Se cuenta de Napoleón -con lo que se cuenta de él se vienen llenando libros desde hace dos siglos y se seguirán llenando cuando este mundo acabe, si eso sucede algún día-; se cuenta, digo, que cierta vez, en una batalla, cayó una granada enemiga no lejos de donde estaba el entonces general. Y que Napoleón, en vez de huir, lanzó su caballo sobre la granada como para demostrar que nada le daba miedo. Y la granada no estalló. Aquella vez, como otras muchas, Napoleón tuvo suerte. Y siempre la supo aprovechar.
En 1814, quizá en el año en que dijera que con diez hombres como nuestro José María Morelos dominaría al mundo, fue obligado a retirarse a la isla de Elba, a la que llegó como soberano, después de haber abdicado como emperador de Francia en Fontainebleau. Pero no tardó en cansarse de la vida en la pequeña isla y organizó su vuelta a Francia. Hizo el viaje de retorno en un bergantín, dos fragatas y cuatro falúas. Iban con él un puñado de partidarios, decididos, mil cuarenta hombres en total. A los veinte días de haber desembarcado, Napoleón hacía su entrada triunfal en París.
Napoleón fue uno de esos pocos hombres que creyeron siempre que su vida venía a cumplir un destino y siempre estuvo dispuesto a cumplirlo. “Juego, dijo alguna vez, con un mundo en el que hasta un dios se convertiría en un títere. A mi alrededor dioses, semidioses, hombres, infrahombres e intrigantes se agitan, hormiguean, intentan penetrar en mis proyectos, para estar en primer plano de mis elecciones cuando llegue la hora”. Háganse de cuenta lo que han hecho en las últimas semanas nuestros políticos estatales con sus conciudadanos, a los que, de todas maneras, les faltaba el hombre.
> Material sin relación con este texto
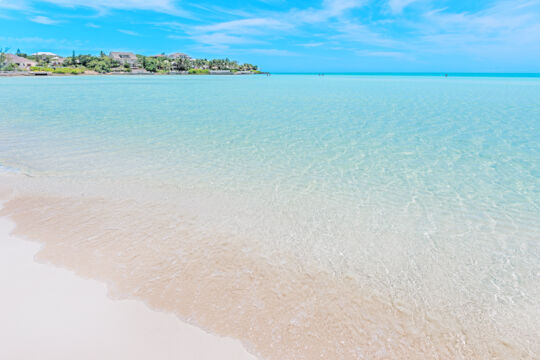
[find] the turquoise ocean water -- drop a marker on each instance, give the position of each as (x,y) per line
(422,186)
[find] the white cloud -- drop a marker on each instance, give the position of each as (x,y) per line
(379,53)
(308,45)
(165,6)
(397,6)
(274,52)
(44,20)
(243,26)
(129,32)
(330,9)
(12,5)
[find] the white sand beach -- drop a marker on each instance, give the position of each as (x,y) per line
(50,313)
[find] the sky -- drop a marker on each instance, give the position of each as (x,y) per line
(290,36)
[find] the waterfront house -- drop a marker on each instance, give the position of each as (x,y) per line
(179,56)
(220,72)
(45,53)
(20,62)
(125,58)
(57,61)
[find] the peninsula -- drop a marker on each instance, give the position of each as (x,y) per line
(47,63)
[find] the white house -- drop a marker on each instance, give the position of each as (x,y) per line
(20,62)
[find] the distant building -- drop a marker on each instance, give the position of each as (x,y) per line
(220,72)
(179,56)
(20,62)
(57,61)
(125,58)
(44,53)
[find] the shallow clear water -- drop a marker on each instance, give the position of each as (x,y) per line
(425,188)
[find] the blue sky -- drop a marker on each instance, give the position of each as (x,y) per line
(280,35)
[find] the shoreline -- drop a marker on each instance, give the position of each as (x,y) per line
(33,74)
(221,286)
(58,312)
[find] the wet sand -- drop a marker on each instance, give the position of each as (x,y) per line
(50,313)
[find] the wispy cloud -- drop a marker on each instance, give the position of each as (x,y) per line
(308,45)
(274,52)
(129,32)
(164,6)
(397,6)
(43,20)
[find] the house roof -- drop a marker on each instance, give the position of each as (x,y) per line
(14,59)
(178,55)
(44,53)
(123,55)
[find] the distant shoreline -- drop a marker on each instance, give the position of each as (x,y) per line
(47,74)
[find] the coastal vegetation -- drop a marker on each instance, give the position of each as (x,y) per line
(59,70)
(119,63)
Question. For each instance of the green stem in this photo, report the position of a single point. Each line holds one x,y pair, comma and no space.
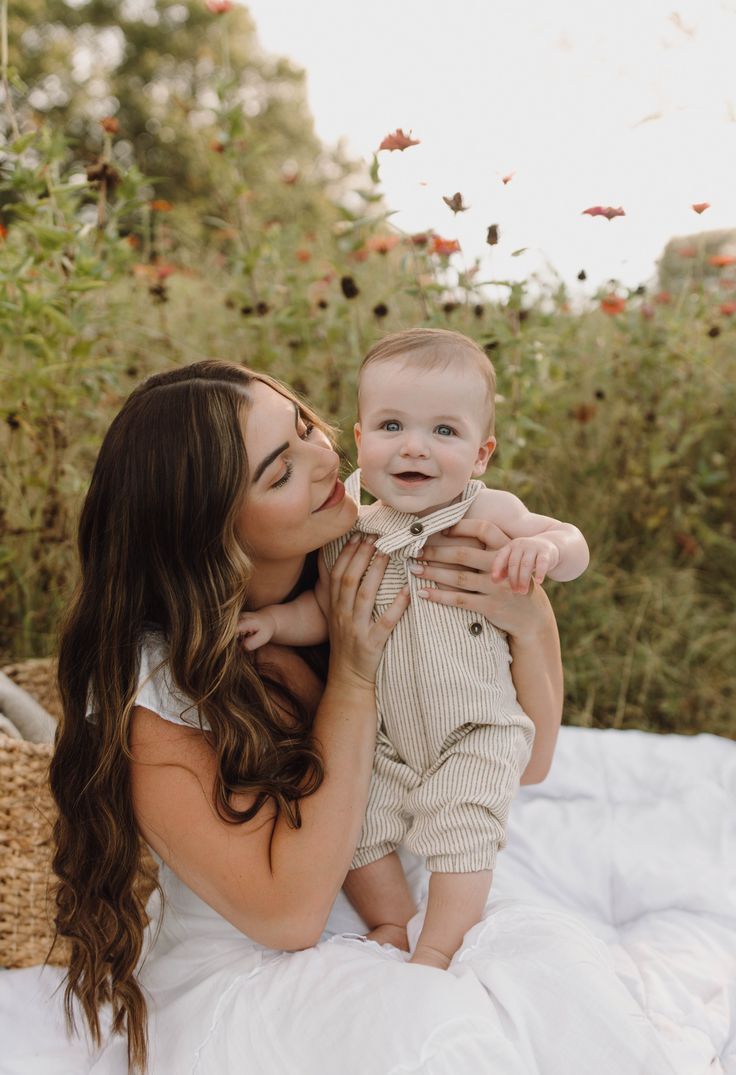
3,61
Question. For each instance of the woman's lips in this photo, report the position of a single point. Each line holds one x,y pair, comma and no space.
334,498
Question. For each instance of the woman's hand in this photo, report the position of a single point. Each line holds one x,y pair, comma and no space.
356,640
461,560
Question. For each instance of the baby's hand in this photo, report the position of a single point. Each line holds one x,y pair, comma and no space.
256,629
522,558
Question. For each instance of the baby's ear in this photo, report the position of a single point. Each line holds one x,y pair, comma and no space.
485,453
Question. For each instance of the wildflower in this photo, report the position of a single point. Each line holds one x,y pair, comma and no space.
687,543
381,244
456,203
445,246
612,304
585,412
398,141
606,211
103,175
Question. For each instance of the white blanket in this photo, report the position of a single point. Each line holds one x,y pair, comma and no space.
608,948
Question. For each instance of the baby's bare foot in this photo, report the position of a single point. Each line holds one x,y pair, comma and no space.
430,957
390,934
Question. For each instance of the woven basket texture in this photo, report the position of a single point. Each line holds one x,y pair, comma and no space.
27,813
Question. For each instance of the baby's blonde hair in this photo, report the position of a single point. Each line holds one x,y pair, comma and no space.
431,349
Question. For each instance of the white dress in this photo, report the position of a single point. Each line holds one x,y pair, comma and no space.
532,991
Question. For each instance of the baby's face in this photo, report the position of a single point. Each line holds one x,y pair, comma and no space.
422,433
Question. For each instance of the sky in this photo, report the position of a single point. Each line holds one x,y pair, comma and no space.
628,104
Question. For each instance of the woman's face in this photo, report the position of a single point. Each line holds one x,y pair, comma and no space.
296,501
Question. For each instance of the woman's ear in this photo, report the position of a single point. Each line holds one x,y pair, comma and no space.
485,453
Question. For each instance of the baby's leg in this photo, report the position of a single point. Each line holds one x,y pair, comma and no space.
455,904
379,893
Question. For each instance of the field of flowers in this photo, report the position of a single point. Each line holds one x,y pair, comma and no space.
619,416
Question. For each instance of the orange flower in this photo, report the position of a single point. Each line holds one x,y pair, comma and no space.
612,304
398,141
445,246
606,211
381,244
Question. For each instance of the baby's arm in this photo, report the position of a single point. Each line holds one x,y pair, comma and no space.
300,622
538,545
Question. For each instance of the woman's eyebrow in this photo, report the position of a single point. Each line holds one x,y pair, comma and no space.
264,463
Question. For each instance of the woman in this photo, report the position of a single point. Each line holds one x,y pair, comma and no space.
213,490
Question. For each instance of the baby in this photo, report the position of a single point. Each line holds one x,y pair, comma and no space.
452,740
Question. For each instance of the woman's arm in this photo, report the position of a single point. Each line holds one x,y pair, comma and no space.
463,560
275,883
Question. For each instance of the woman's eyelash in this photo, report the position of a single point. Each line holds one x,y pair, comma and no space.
285,476
308,430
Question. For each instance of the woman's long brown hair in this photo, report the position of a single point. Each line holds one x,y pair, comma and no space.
158,549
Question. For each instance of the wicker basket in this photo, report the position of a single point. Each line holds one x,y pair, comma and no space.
27,813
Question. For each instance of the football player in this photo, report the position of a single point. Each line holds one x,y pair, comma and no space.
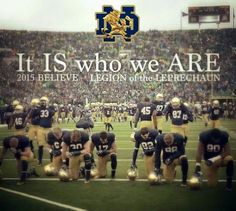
18,120
176,110
146,113
107,111
172,146
20,147
131,111
186,120
160,105
45,115
105,144
146,138
215,113
76,146
33,119
204,111
9,111
54,141
214,147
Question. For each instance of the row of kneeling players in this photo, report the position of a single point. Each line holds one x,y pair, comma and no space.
161,152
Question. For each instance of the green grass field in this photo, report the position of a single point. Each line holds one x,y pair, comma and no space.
118,194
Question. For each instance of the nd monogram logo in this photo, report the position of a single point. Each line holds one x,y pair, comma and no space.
113,22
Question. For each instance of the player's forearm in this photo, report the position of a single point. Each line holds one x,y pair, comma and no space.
157,159
135,154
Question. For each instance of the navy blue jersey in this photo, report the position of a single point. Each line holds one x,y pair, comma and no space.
205,109
19,120
147,145
169,151
85,123
76,145
55,142
22,143
45,116
176,114
211,148
107,112
34,116
187,118
101,145
215,113
131,111
145,111
160,105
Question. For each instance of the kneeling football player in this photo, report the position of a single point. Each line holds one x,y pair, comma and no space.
76,146
55,139
214,147
172,146
20,147
146,138
105,144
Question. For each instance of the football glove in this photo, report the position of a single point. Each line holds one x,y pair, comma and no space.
64,167
56,153
102,152
17,155
208,163
168,161
133,166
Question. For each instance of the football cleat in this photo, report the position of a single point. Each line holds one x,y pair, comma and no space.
132,137
93,172
0,174
50,170
154,179
175,102
194,183
19,108
63,175
15,103
44,98
132,174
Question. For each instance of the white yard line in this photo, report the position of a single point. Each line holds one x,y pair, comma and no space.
97,180
119,160
41,199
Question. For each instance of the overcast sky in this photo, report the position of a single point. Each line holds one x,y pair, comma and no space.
79,15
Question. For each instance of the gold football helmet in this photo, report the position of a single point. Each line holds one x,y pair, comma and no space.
194,183
154,179
175,102
132,174
50,170
63,175
19,108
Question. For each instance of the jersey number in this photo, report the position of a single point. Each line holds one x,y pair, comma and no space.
213,148
159,107
76,146
146,110
171,149
147,145
177,114
102,147
44,113
18,121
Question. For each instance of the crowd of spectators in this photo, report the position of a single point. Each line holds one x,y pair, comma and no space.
159,45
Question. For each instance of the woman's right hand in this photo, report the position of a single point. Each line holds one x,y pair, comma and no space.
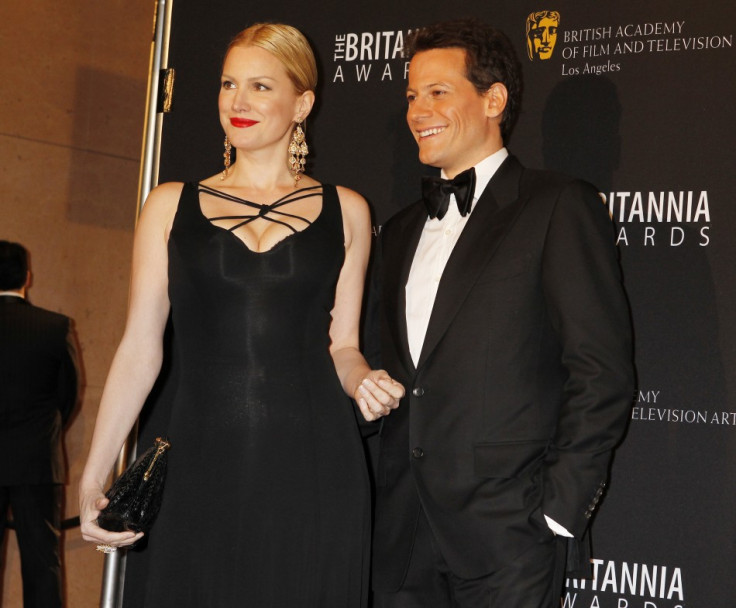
91,502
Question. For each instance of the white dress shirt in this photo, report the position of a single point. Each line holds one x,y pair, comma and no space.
436,243
435,246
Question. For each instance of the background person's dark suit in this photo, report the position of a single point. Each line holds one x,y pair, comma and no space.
38,390
524,382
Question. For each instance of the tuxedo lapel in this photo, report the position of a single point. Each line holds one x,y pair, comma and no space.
494,213
399,253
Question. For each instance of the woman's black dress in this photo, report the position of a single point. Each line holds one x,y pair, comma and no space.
267,500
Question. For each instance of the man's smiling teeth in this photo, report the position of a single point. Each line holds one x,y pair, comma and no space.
433,131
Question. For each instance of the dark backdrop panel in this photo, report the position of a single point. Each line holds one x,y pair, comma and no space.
637,98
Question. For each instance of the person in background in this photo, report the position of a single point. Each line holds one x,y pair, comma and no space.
39,377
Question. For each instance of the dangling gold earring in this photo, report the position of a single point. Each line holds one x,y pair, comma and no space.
226,156
298,150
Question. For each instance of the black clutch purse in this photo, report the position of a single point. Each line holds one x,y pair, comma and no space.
135,497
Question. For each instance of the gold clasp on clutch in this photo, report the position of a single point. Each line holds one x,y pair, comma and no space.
161,446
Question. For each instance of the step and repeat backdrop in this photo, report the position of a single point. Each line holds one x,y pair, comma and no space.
636,97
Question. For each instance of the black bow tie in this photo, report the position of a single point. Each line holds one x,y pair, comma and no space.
436,193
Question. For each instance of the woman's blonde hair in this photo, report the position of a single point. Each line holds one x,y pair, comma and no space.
288,45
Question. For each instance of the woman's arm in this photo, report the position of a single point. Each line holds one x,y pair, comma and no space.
374,390
137,361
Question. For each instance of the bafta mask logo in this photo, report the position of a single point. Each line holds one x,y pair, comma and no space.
541,34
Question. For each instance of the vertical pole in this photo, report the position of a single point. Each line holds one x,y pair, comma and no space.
114,569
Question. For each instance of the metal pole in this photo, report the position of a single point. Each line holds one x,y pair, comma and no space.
114,569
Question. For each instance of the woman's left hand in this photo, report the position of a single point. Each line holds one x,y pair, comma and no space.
378,394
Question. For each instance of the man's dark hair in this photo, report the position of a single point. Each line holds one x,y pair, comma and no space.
489,58
13,265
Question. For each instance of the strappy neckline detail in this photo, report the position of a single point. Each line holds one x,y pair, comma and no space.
262,212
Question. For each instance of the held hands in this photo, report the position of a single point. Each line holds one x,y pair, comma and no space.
91,502
378,394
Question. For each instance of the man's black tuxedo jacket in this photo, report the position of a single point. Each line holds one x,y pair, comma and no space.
524,383
38,390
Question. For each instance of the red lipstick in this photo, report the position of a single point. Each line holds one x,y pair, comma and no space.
242,123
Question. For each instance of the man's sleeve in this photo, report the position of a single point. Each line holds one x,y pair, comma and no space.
69,375
589,311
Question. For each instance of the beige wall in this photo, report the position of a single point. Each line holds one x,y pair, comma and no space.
72,104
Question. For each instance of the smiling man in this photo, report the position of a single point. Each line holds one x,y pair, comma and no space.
504,316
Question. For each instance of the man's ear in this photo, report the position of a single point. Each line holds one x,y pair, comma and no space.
496,97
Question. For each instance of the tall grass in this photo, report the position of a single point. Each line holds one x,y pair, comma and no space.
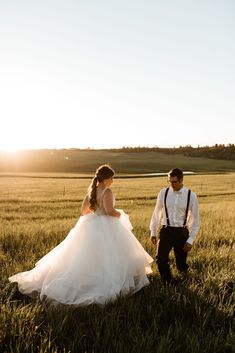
195,316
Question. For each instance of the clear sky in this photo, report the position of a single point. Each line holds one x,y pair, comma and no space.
113,73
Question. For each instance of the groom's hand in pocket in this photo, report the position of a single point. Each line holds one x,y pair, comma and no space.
154,240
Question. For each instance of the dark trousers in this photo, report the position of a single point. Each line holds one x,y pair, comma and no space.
171,237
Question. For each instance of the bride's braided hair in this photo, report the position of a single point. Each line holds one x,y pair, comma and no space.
103,172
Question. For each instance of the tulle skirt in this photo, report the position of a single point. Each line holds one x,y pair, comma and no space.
98,260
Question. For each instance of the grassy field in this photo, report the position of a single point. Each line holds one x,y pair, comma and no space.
196,316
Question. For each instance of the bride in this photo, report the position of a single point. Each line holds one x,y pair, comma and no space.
98,260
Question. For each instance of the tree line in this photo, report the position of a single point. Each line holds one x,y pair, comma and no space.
218,151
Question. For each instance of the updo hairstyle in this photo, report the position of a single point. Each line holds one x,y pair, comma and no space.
102,173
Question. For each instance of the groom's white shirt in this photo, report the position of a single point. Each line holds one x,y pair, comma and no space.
176,203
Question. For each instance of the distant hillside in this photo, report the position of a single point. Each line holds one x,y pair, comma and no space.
215,152
123,161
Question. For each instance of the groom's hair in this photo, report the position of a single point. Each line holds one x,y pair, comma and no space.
176,172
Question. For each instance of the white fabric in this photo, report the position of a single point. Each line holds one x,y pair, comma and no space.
176,203
99,259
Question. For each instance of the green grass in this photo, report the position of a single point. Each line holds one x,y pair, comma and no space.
196,316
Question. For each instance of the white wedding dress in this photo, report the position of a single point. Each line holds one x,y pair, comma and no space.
99,259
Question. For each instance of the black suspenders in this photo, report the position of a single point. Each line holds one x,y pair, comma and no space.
186,211
167,217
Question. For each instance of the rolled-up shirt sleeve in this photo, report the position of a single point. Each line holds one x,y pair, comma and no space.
193,219
157,214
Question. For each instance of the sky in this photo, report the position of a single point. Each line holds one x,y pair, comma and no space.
105,73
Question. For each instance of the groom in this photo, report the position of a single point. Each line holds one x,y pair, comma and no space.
177,215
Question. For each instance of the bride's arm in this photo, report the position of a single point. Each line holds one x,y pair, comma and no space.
108,204
85,209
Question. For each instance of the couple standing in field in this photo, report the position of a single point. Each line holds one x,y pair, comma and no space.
101,258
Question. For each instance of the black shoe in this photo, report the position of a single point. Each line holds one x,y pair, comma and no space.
170,282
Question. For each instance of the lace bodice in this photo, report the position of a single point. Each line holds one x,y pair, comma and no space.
100,210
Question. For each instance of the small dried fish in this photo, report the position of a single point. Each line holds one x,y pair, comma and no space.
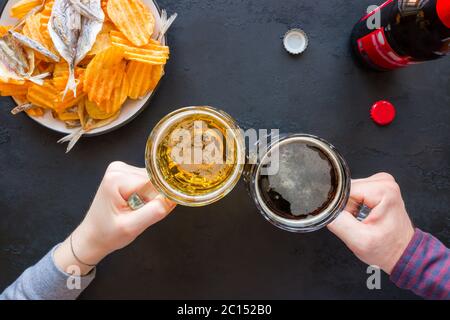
90,28
29,14
84,8
17,62
64,28
90,124
21,108
70,124
165,23
33,44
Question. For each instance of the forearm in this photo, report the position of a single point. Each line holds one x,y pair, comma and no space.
45,281
424,267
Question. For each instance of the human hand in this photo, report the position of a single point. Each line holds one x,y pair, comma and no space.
383,236
110,224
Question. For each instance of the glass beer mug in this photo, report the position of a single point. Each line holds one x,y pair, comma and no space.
196,155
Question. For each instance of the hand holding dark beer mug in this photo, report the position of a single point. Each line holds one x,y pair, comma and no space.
383,236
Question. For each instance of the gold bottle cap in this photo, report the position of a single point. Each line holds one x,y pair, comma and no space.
295,41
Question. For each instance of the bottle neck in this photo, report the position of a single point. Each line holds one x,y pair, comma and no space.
443,11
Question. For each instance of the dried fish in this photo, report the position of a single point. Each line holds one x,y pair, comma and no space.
33,11
70,124
73,34
165,23
17,62
64,28
33,44
90,28
84,8
90,124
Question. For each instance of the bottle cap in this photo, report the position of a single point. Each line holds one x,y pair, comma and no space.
382,112
295,41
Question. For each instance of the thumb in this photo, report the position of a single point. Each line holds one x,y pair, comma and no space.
151,213
347,228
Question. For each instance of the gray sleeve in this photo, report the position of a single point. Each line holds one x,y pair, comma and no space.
45,281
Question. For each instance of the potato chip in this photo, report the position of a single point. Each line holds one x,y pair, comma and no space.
152,53
95,112
119,96
143,78
67,115
61,76
44,96
68,102
104,4
103,73
102,43
133,19
9,89
33,112
92,124
4,30
44,18
21,8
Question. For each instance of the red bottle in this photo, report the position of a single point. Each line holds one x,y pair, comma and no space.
400,33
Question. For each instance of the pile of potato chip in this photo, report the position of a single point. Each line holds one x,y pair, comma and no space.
125,62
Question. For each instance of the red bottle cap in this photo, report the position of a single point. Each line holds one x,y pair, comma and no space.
443,11
382,112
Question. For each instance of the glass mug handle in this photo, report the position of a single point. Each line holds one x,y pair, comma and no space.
359,210
139,198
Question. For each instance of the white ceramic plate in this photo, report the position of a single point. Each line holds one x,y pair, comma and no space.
130,109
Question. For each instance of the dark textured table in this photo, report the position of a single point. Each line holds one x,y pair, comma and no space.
228,54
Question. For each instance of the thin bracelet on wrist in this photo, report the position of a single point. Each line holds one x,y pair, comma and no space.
75,256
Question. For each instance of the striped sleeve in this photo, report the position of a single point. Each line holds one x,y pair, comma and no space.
424,267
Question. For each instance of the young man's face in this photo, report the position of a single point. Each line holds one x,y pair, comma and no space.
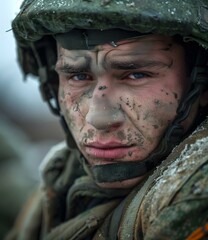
118,101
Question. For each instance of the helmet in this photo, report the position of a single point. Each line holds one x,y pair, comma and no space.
39,21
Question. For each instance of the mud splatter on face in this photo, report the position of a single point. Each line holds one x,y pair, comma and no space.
102,88
175,95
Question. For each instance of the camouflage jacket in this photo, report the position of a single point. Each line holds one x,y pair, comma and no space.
171,204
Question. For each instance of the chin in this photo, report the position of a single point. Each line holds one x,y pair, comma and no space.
130,183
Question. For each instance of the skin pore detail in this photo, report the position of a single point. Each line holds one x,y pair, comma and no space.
119,101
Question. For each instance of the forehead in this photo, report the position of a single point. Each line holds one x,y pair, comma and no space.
143,45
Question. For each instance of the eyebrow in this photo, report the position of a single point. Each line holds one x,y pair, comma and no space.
130,65
73,68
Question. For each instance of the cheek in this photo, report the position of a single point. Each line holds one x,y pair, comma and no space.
152,115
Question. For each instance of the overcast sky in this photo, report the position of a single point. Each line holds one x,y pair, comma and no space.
19,96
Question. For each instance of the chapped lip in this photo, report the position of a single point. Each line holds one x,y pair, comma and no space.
107,145
110,150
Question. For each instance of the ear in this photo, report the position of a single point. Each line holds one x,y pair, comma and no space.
204,98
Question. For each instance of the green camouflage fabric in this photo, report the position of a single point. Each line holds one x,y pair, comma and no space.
38,18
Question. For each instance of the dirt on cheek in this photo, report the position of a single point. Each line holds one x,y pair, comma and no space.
89,135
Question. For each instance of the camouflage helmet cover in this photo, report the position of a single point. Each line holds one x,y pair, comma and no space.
37,18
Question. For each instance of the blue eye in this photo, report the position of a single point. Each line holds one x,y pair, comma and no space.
80,77
137,75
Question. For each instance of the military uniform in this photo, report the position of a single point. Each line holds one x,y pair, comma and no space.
70,206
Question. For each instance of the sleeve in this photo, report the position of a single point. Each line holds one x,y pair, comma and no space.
29,221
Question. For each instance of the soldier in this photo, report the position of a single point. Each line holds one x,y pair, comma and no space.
128,80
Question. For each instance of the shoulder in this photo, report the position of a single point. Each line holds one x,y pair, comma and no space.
177,203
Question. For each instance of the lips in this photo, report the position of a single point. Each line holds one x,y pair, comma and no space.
108,150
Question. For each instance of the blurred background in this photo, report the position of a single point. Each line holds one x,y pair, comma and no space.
27,127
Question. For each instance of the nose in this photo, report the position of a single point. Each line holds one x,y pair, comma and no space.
104,113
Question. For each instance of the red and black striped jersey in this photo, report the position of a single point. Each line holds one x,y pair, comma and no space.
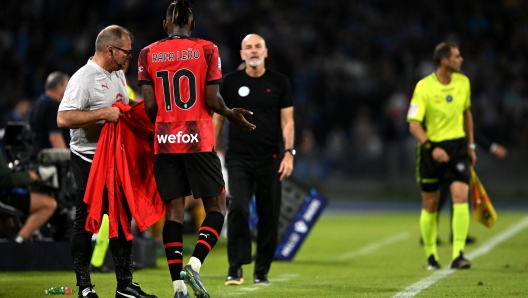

Independientemente de la historia y la leyenda de Napoleón están sus anécdotas, que llenan libros. En su diario secreto puede leerse: “20 de octubre de 1799.- Josefina está en París desde anteayer. Sabe que lo sé. Ella no comprende mi indiferencia ante sus debilidades, ni mi apego a su ser, al calor de su cuerpo, a ese sabor y ese perfume de fruta madura que su carne tiene para mí. Ella no me da más que una parte de los placeres de mi vida, pero ¡qué placeres! Mi cuerpo se sacia de ella”.
“París, 8 de enero de 1813. -Mi estrella, mi estrella personal, palidece. Siento que mis sueños se me escapan uno tras otro. Nada puedo hacer. He intentado todo para lograr el éxito. Incluso he dominado la felicidad, como Alejandro, como César, como Aníbal. Carnot me dijo una vez: “A pesar de cuanto se haga, tarde o temprano se choca con la inevitable realidad de las cosas”.
José Antonio Vaca de Osma ha publicado “Grandes Generales de la Historia” en el que incluye -no podía dejar de hacerlo- a Napoleón. “Estamos, lo termina, en una de las cumbres de la Historia, en el gran abismo que se hunde el más famoso, el más grande, el más victorioso y el más fracasado de los generales estadistas de todos los tiempos”.
Nuestros políticos, sobre todo los que andan en campaña, deberían leer la vida de otros que lo fueron. Siempre podrán aprender algo de ellos. Algo que no les pueden enseñar ni sus perseguidores ni quienes les rodean.